Just humour me for a moment, and scroll down, will you? Look at how the language has changed, even the simple paragraph structure has changed! I used to write long, and detailed paragraphs, now I feel like I jump from one idea to another, without much connective tissue to tie all the ideas together. If you don’t believe me from reading this blog, then all you have to do is listen to me speak lately. Stupid grammar mistakes and mispronunciations are becoming a much more regular occurrence, and I feel as if I’m starting to sound a little more like the friends I have who come from other countries where English is not the first language.
Four years ago (and I just had to stop myself from using the digit “4” instead of the word!) I was writing up a storm, not to mention the fact that my brain was still “wired” for it. It feels like I’m deathly close to a short-circuit at any moment.
Well, to sum up the last four meandering paragraphs: I’ve been feeling stupid lately.

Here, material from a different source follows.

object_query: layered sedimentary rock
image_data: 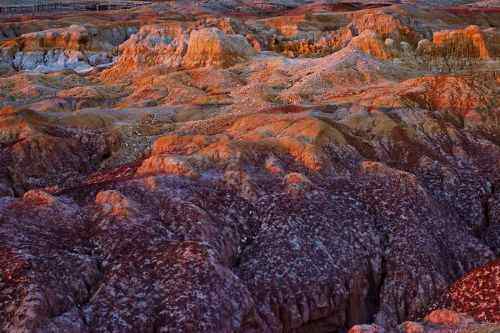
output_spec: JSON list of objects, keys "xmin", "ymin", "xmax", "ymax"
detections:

There it is. That awful stereotype that we’re supposed to do everything in our power to avoid people having these thoughts: that dancers are stupid. True, a dancing career is unlike any other in that most are employed in a ballet company full-time directly out of high school, there is no such post secondary grace period for dancers. After all, if we only can work until around the age of forty, and even less than that should a career ending injury befall us, we don’t have much time to lose.
So yes, we are lacking the formative years of post secondary education that a great deal of the population has…and that fact used to not bother me at all. Until I spoke a sentence that was so utterly incorrect and devoid of any grasp of English grammar, one of my Canadian friends in the company just looked at me in disbelief: “you speak so properly that we sometimes make fun of you, and you just said that??”
I knew it was time to do something about it.
Here I am, considering something that a year ago I never thought would even cross my mind; a university degree.
No, I am not planning on giving up my dream of dancing, but rather seeking something to complement the intensive work that I do with my body on a daily basis, since the upstairs half doesn’t get that much of a workout nowadays. Since we live in the wonderful age of technology, it can all be done online, one course at a time, while I keep up my fabulous life of doing what I love, and getting paid for it.
Maybe I should put in a call to the electrician, and see if he can repair a few of my “burnt-out” brain circuits first!